To conclude, the real novelty here that I seeand we can come back to thatis the non-regression provisions, which are also called non-derogation clauses. These are not new, I would argue. What is new is the so-called evolving level playing field. Although it is not a dynamic alignment, the countries in the UK commit to “continue to strive to increase their respective laws and social levels of protection”. That is Article 6.2.4. They are committing to best efforts to continue improving the labour standards over time. This is new and it is built into the agreement, whereas in the past the EU would have had to renegotiate the trade and sustainability chapter with a partner if it wanted to update the provisions. What is newand I am sure we will come back to that lateris the so-called rebalancing measures and the review of the agreement itself.

Q117       Sir Mark Hendrick: As a follow-up—James has answered a little bit, and I wondered what other people’s take on it was—how much is known about the approach the UK is taking to level playing field issues in its other trade agreement negotiations? James was saying that is not a major consideration. If it is not, why not? Do you want to start again, James, because you touched on it? I will ask the other witnesses afterwards.

James Webber: The UK’s general approach is to take a more traditional and conservative negotiating position with respect to its other free trade agreements with Australia, New Zealand and so on. Subsidy control in particular is only dealt with very lightly in even the most advanced free trade agreements, because it is such an intrusive and politically sensitive matter. Subsidy control is talking about controlling the public spending decisions of your trade partner, and you can immediately tell why that is sensitive.

The provisions of the TCA require the UK, as the trade partner with the EU, to set up an independent regulator or an independent body to have an appropriate role—it is a little bit open-textured—and then to require the UK courts to have powers to intervene and consider subsidy measures and provide recovery and for the intervention of the other trade partner in court proceedings.

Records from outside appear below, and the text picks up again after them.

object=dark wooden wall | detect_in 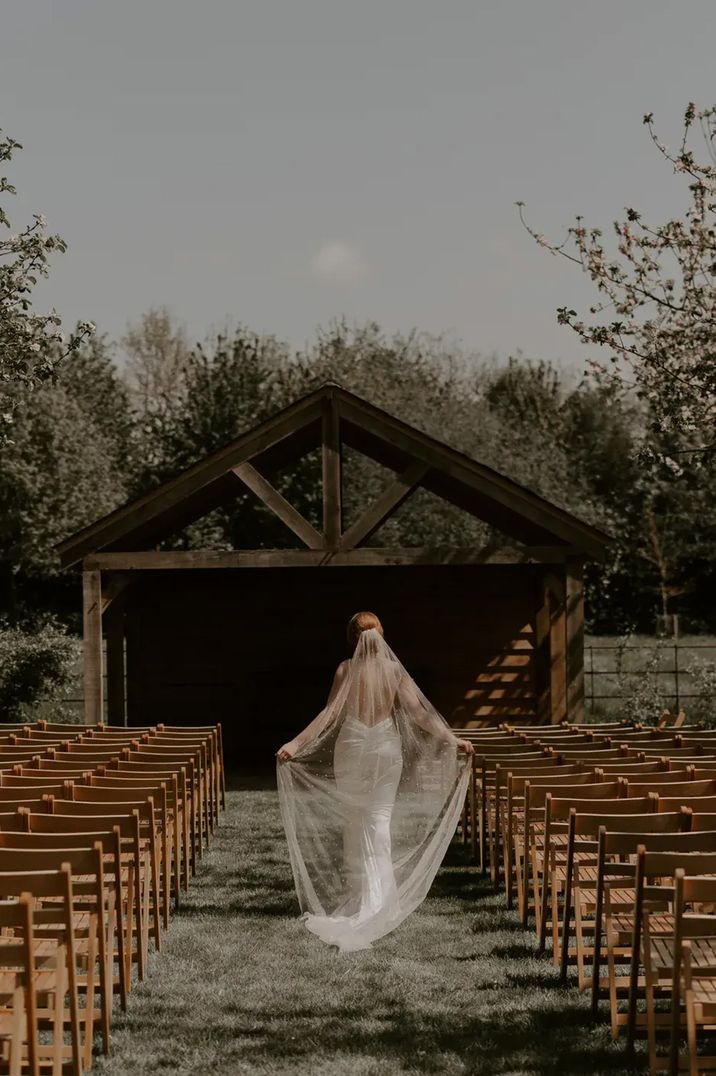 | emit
[126,565,548,766]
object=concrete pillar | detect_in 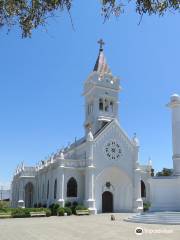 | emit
[85,131,97,214]
[58,152,64,207]
[132,134,143,212]
[18,181,25,208]
[167,94,180,175]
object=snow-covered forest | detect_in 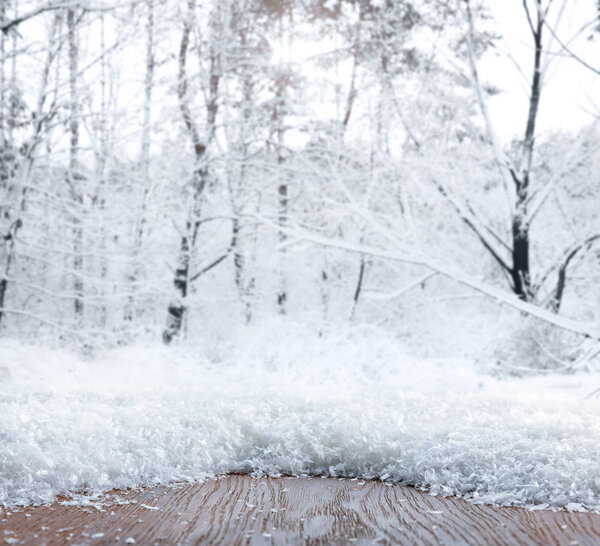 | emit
[0,0,600,508]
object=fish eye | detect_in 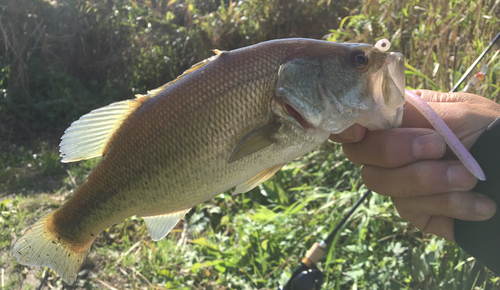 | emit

That level of intrusion is completely outside the norms of a normal free trade agreement. The UK, as a policy matter, wants to have a more conservative approach to its free trade negotiation because it wants to do free trade agreements. It wants to do lots of free trade agreements and get the benefits they bring in terms of lower tariffs, increased market access and so on.

The second element that I think is true is that it is completely unrealistic to expect Australia, in a trade agreement with the UK, to set up a brand new court-based system in which the UK can participate to enforce public spending decisions in Australia or wherever. It is unrealistic, and the EU is not asking for it either. The EU has never asked for subsidy control provisions like we see in the TCA in any of its free trade agreements, also because it is completely unrealistic. That is why we see the difference in approach.

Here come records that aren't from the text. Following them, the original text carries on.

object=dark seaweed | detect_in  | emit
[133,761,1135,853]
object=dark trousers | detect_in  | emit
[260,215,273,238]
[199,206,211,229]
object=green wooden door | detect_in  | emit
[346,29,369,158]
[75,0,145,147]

Q118       Sir Mark Hendrick: I can understand that as far as subsidy control is concerned, but in terms of other aspects of the level playing field that might not be the case, for example. Also the fact that the EU is a much bigger trading partner and the volume of trade and the percentage of imports and exports is so significant, it could make a major difference to both the EU economy and the UK economy, so I can see why it has been done in that case. Clearly with the implications for the likes of Australia or New Zealand, they are much smaller fish, so to speak, and therefore I would not have seen it as that critical.

Outside of subsidy control, perhaps one of the other witnesses could comment on how relevant you think these level playing field provisions could be or might be, had the Government the mind to implement them.

Dr Lydgate: In terms of future UK FTAs, there is not a crosscutting strategy for the level playing field in the UK, so we have to look to individual negotiating objectives. These tend to be quite high level, but I do not think there is overwhelming evidence that the UK is keen to replicate the approach that it has taken to the environmental level playing field. For example, there are mentions of climate in the Australia, New Zealand and US objectives but nothing on, say, requiring that both parties have an effective approach to carbon pricing, which is a more ambitious approach that the TCA includes.

It is probably worth mentioning that the Trade and Agriculture Commission report has recommended that we implement an FTA strategy that seems to be inspired by the TCA rebalancing mechanism. It is also worth mentioning that a lot of our trade agreements are rolled over, and some of them have within them pretty historic EU provisions on environmental co-operation. We have published something tracking environmental provisions in rolled-over agreements, if anyone is interested.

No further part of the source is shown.